Then the moment where you see the stars: I’m fucking small and pathetic and no matter what I do or don’t do or how I die, none of it makes any difference. I think it’s really beautiful. So we play Ping-Pong, so we go get coffee, talk to each other, do what we can in the mean time.

 

Steffanie Ling: Smoke a cigarette.

 

CPM: Smoke a cigarette, smoke a cigarette, smoke another cigarette, that’s a big one. 

 

SL: Ideally the meditation doesn’t stop when the making stops. 

 

CPM: That’s when it’s most intensive. That’s the time when you have an idea and you think it’s worth doing. To maintain that idea until it’s ready to show people is really hard, like the amount of times I completely run out of steam and realize I’m chasing…I don't know…a fucking plastic bag down the road or something equally useless. 

 

SL: Let's talk about the title of your show, Optimysticism—where does that come from?

 

CPM: The term? It was a genuine stumble in speech. I think I was trying to say optimistic and added another syllable, optimist-sis-tict. I was in a car and had enough time to think about it. The work in the show could be seen as shifts in scale, which has to do with the mood swing thing. If I’m in a good mood, I’m not even aware of myself so much as I am a vessel or a sensory being, and then when you’re feeling down, everything is more defensive—everything is happening to YOU—these two ways of feeling that shift how you feel the world was what I was interested in when I was making these things. 

Today I’m walking on air, with the universe. Everyone is doing their own thing and everyone has their own way of doing it and it’s fine—being part of the story of life, versus defending yourself from it. 

 

SL: Defending or attacking?

 

CPM: It’s more defensive because when you’re in that negative mindset everything feels more invasive. Everyone’s little neuroses are so grating, but you’re dealing with the pettiest thing: sharing the world with other people when you’re in a bad mood. I don’t know if I’m every going to get married, but one of my top requirements is spatial awareness. 

 

SL: I see that show as part of this larger impulse that, I think, is articulated by artists who come from a suburban background. You’re from where exactly?

 

CPM: Chilliwack. 

 

 

SL: Chilliwack. I’ve noticed this articulation of banalities in a way that is, as you say, existential, through things that you’ve encountered all the time as a suburbanite. 

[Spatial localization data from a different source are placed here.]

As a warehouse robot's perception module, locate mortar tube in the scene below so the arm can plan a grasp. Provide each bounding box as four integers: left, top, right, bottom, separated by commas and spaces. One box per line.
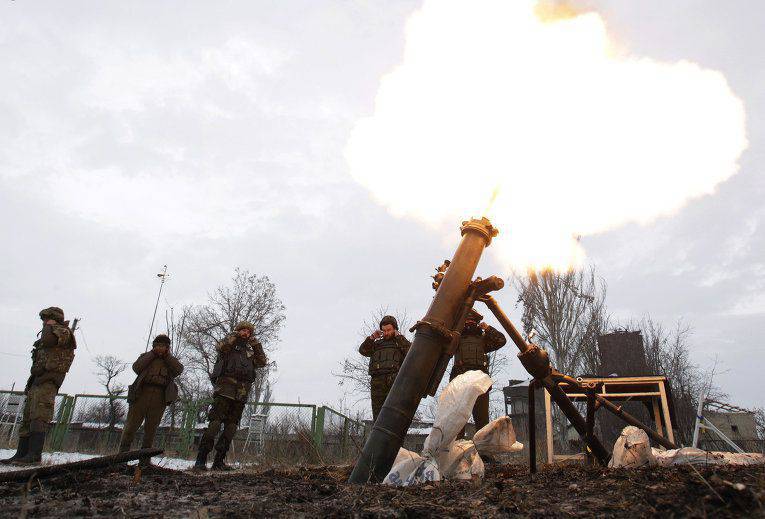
349, 218, 497, 483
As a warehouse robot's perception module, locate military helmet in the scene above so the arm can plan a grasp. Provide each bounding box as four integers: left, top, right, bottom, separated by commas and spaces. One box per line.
465, 308, 483, 323
40, 306, 64, 323
234, 321, 255, 333
152, 333, 172, 346
380, 315, 398, 330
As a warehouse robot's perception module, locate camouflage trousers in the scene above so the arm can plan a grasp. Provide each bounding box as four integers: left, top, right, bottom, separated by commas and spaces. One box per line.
120, 385, 166, 452
371, 373, 396, 422
19, 382, 58, 437
199, 395, 245, 454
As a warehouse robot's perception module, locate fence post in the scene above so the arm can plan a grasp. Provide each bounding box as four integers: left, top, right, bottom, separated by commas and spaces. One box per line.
50, 395, 74, 451
340, 415, 351, 456
178, 400, 199, 456
313, 406, 327, 452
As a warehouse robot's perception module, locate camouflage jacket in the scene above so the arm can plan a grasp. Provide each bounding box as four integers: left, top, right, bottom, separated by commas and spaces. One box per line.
26, 321, 77, 389
210, 333, 268, 402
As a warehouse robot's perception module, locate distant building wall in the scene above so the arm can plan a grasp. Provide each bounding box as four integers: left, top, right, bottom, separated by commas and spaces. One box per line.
598, 331, 653, 377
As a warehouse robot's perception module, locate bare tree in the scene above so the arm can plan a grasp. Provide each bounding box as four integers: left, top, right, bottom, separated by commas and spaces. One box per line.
93, 355, 127, 431
332, 306, 410, 400
514, 267, 609, 375
632, 316, 726, 445
513, 267, 609, 444
178, 268, 285, 401
752, 407, 765, 447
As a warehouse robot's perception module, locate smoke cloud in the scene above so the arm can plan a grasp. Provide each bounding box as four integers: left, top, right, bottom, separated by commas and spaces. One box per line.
346, 0, 747, 269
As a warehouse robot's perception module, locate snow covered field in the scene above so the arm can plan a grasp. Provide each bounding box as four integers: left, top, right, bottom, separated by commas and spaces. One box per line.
0, 449, 194, 472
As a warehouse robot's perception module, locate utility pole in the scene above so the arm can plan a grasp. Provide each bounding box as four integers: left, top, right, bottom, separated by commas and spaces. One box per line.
143, 265, 169, 352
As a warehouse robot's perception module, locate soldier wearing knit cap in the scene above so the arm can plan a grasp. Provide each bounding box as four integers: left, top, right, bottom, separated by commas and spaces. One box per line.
194, 321, 268, 470
120, 334, 183, 466
2, 306, 77, 465
449, 309, 507, 437
359, 315, 411, 421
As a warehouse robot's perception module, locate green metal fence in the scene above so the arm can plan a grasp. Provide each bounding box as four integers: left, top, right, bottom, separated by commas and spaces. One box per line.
0, 390, 367, 462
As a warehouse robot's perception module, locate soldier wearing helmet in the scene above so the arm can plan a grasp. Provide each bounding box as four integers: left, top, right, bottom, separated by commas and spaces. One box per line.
359, 315, 411, 421
449, 309, 507, 436
3, 306, 77, 465
194, 322, 268, 470
119, 334, 183, 467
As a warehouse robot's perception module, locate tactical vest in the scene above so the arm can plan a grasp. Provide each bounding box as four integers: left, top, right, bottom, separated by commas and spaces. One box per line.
212, 340, 255, 384
454, 334, 489, 371
143, 359, 172, 386
369, 338, 404, 376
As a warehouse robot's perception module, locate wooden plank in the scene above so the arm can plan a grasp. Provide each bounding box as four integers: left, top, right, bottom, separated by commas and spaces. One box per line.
545, 389, 555, 464
566, 391, 661, 400
659, 382, 675, 443
651, 398, 664, 436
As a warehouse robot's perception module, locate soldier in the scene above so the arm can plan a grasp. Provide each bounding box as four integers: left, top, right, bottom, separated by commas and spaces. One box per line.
359, 315, 411, 421
449, 309, 507, 437
3, 306, 77, 464
194, 322, 268, 470
120, 334, 183, 466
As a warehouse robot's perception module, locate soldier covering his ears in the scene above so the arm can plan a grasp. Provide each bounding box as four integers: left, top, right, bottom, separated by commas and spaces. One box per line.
3, 306, 77, 464
194, 322, 268, 470
120, 334, 183, 466
359, 315, 411, 421
449, 309, 507, 436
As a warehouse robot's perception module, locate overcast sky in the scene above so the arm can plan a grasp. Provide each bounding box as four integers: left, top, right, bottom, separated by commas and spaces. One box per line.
0, 0, 765, 416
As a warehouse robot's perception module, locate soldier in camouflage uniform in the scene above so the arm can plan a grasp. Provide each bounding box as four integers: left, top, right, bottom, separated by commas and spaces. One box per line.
3, 306, 77, 464
194, 322, 268, 470
449, 309, 507, 437
120, 334, 183, 466
359, 315, 411, 421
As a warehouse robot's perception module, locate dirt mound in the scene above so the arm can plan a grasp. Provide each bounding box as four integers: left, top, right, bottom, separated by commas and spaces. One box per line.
0, 465, 765, 517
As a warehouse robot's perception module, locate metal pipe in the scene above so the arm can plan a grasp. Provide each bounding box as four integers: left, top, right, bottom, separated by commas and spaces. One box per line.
584, 390, 595, 465
481, 296, 611, 465
349, 218, 497, 483
526, 380, 537, 474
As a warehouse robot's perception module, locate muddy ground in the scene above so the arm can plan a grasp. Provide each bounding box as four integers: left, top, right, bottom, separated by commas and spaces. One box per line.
0, 465, 765, 517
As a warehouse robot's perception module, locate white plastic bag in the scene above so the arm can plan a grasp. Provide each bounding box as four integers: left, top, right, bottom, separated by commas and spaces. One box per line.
473, 416, 523, 456
383, 451, 441, 487
383, 370, 491, 486
422, 370, 491, 458
608, 425, 656, 468
436, 440, 484, 479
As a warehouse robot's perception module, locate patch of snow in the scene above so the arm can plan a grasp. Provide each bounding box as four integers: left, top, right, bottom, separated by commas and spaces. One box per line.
0, 449, 194, 472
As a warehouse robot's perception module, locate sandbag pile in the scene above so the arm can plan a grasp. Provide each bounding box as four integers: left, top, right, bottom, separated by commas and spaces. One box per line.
608, 425, 765, 468
383, 371, 523, 486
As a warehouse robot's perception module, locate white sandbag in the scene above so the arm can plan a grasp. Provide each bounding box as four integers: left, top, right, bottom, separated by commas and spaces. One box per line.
653, 447, 765, 466
383, 451, 441, 487
608, 425, 656, 468
383, 370, 491, 486
422, 370, 491, 458
473, 416, 523, 456
436, 440, 484, 479
393, 447, 422, 467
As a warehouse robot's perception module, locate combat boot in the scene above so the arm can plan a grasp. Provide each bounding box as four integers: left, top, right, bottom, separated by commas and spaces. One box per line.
194, 449, 210, 470
12, 432, 45, 465
0, 436, 29, 465
212, 451, 234, 471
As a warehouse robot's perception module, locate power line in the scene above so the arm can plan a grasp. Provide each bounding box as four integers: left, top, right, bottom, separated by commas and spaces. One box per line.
77, 324, 93, 358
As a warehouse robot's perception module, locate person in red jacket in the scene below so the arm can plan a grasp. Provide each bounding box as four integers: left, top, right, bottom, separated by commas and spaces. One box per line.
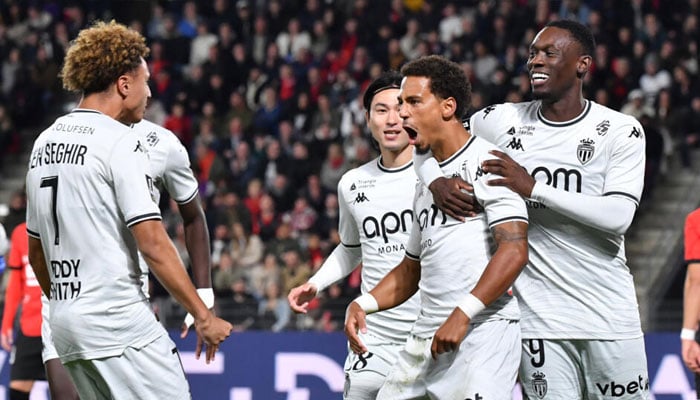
0, 223, 46, 400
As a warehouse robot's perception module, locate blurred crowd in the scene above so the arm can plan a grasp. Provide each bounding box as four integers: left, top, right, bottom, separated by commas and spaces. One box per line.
0, 0, 700, 331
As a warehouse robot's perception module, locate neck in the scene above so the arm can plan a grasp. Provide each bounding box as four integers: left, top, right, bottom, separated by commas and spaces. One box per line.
542, 92, 586, 122
78, 91, 128, 124
380, 145, 413, 168
430, 120, 472, 162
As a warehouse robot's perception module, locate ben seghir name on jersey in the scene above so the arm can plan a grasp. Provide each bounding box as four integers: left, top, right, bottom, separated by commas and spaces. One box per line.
29, 143, 87, 169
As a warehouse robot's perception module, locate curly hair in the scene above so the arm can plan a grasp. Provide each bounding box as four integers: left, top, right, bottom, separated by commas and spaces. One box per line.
60, 20, 149, 94
401, 55, 472, 120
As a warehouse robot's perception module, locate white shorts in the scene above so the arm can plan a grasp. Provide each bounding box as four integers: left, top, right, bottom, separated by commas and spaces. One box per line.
41, 294, 58, 364
343, 333, 404, 400
377, 320, 521, 400
64, 335, 192, 400
520, 337, 650, 400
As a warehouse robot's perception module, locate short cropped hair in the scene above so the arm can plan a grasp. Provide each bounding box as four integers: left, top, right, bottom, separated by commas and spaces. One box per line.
401, 55, 472, 120
61, 21, 149, 94
545, 19, 595, 57
362, 71, 402, 112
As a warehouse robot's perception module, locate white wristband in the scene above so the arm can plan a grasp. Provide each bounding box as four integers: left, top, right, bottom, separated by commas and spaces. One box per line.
185, 288, 214, 327
457, 293, 486, 319
354, 293, 379, 314
681, 328, 696, 340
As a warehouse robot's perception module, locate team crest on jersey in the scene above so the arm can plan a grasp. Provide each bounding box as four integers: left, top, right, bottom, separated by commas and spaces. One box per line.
576, 139, 595, 165
146, 132, 160, 147
595, 119, 610, 136
134, 140, 148, 154
506, 137, 525, 151
350, 179, 377, 190
532, 371, 547, 399
353, 192, 369, 204
517, 125, 535, 136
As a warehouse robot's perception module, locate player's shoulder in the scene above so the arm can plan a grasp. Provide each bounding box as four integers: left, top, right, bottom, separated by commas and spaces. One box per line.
132, 119, 180, 146
470, 101, 540, 121
589, 100, 641, 126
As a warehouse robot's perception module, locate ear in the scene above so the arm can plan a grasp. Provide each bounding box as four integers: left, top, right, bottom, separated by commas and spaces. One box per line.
576, 55, 593, 78
117, 74, 131, 97
440, 97, 457, 120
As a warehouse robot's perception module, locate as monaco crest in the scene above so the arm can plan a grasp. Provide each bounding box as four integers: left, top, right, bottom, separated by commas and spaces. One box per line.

For instance, the recreation room, did you have anything like that? 

 

CPM: The basement, as I know it, had more to do with my friend’s basements. Particularly this kid John Wood, we’d listen to Tool, we’d smoke some weird weed contraptions, always experimenting with the most decked out ways of getting stoned. Collectively trying to push the boundaries of your own experience to the point we’re you’re not with each other anymore, all so…brain dead, for a lack of a better word. It’s a weird way to hang out with somebody. 

 

SL: You’re never as existential as when you’re a teenager, and all you have are the Internet and drugs. Earlier we were saying, to call your work “stoner art” would be discounting the nature of the work, but it wouldn’t be so farfetched to say that it’s stoner friendly. 

 

CPM: I like the idea of being a “qualified stoner” because when you spoke weed it encourages a certain state of mind, you float through thoughts really easily, they’re these weird flimsy tired thoughts, though very interesting, they’re hard to retain and they don’t amount to much or make sense later on. So, I’m into immediacy, where some aspect of what you’re making is immediately attractive, typically with light. That was so much a part of the Avenue show, dealing with minimal, controlled light in a dark space is really seductive so I like that as an entry point; or my paintings, they have so much to do with light and shadow and space but it operates differently. How we read an object versus a depicted one on a painting, we pursue for different reasons. I deal with them separately for those reasons I guess. Immediacy is very important. In terms of making art, a stoner would appreciate, being a qualified stoner, as I was saying, has to do with that immediacy as well.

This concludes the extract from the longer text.